"A malpractice trial is like a diagnostic test"

Sailorman rebuts my thoughts on the recent Studdert malpractice study:

A trial is much like a diagnostic test, actually. In general use, you don’t do a test because you KNOW there is something wrong, you do a test because you WANT TO KNOW if there is something wrong, or because you THINK there is something wrong.

Similarly, you usually don’t sue when you know all the facts of the case. You sue because there’s some important stuff–REALLY important stuff–in dispute. Was the procedure done right? Was a mistake made? Was the drug prescribed correctly? And so on. One person thinks yes, the other thinks no. Only the judge (or jury) can decide.

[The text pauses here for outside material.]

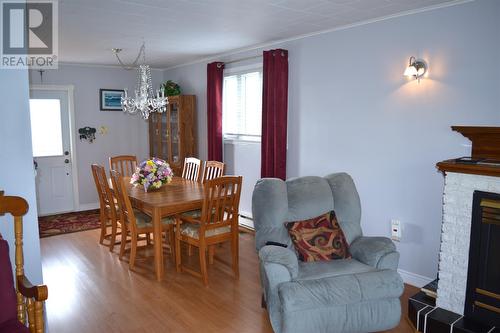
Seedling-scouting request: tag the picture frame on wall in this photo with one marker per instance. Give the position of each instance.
(110, 99)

Nice points. So, let’s assume the reason we go to trial is to find the “truth” (i.e. whether medical error lead to the injury). We “test” with a malpractice trial. It has a false positive rate of 37 percent according to Studdert. This leaves us a test with a 63 percent specificity. Furthermore, the costs of performing this test are ridiculously high, which everyone agrees on:

. . . a LOT of expense in medmal comes from the requirement to prove what SHOULD have happened. A lot of cases progress because people think something should have happened that didn’t happen (or that something happened which should not have happened). This is really expensive. You need experts. You need experts to fight with the experts. You need lawyers to talk to them all. You can have days of debate about what the “proper” procedure is to treat X, and why Y is (or is not) as good or better.

So, all I ask – is this the best we can do? An expensive test with 63 percent specificity? Some may think so. I happen to think we can do better.